Complete Transposition of the Great Arteries (D-TGA)
The aorta is positioned anterior and to the right of the pulmonary artery (instead of the normal right posterior relationship). The aorta is connected to the right ventricle and the pulmonary artery is connected to the left ventricle.
D-TGA is the most common cause of neonatal cyanosis. It is more common in male infants of diabetic mothers who are usually large for gestational age (happy chubby blue male infant).
The blood runs in two parallel circulations (rather than the normal series circulation). This situation is incompatible with life unless there is mixing between the two circulations. The mixing may occur at the atrial level (ASD or PFO), ventricular level (VSD) or at the ductal level (PDA).
The physical examination is usually benign except for severe cyanosis and a single loud S2 at the upper left sternal border.
Making the Diagnosis
- EKG usually shows right axis deviation and right ventricular hypertrophy (RVH).
- CXR may have the characteristic egg-shaped appearance (the great arteries are anterior posterior in relationship and the thymus is usually small).
- Echocardiogram is diagnostic of dTGA. Echo is also important for identifying sites of communications between the two circulations and in delineating the coronary artery anatomy which is important in surgical repair.

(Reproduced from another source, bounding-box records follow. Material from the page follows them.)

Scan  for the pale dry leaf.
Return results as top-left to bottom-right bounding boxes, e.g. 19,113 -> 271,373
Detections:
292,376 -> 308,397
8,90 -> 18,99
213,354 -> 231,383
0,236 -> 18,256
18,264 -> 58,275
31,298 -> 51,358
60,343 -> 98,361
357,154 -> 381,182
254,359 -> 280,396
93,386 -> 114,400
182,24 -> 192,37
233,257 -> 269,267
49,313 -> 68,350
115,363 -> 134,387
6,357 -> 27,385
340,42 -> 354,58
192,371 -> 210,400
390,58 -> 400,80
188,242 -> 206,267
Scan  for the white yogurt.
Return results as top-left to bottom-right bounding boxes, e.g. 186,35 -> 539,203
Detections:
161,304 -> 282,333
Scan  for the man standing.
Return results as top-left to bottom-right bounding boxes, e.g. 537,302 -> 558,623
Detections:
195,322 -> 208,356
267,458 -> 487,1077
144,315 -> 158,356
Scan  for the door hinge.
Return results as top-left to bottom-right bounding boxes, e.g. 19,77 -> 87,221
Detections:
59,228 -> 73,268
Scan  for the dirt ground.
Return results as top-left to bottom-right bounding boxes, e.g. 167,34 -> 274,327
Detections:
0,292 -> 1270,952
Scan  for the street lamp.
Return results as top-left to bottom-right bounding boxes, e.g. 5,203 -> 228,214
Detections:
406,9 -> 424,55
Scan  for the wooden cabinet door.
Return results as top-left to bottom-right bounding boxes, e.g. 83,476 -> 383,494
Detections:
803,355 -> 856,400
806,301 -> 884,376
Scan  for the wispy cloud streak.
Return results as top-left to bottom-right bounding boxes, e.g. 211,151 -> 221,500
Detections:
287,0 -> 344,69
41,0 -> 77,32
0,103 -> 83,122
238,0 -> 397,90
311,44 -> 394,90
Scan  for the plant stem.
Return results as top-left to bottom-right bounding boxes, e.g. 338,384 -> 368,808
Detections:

- Cardiac catheterization may be needed to perform atrial septostomy; this allows mixing at the atrial level.
Medical management includes starting PGE-1 to keep the ductus open and treatment of metabolic acidosis if present.
Surgical repair includes:
- Arterial switch (Jatene) the great arteries are switched back to the corresponding ventricle and the coronary arteries are re-implanted.
- Atrial switch (Senning or Mustard) involves redirecting the blood flow at the atrial level so the pulmonary venous blood is baffled to the right ventricle (systemic ventricle) and the systemic venous blood is directed to the left ventricle (pulmonary ventricle).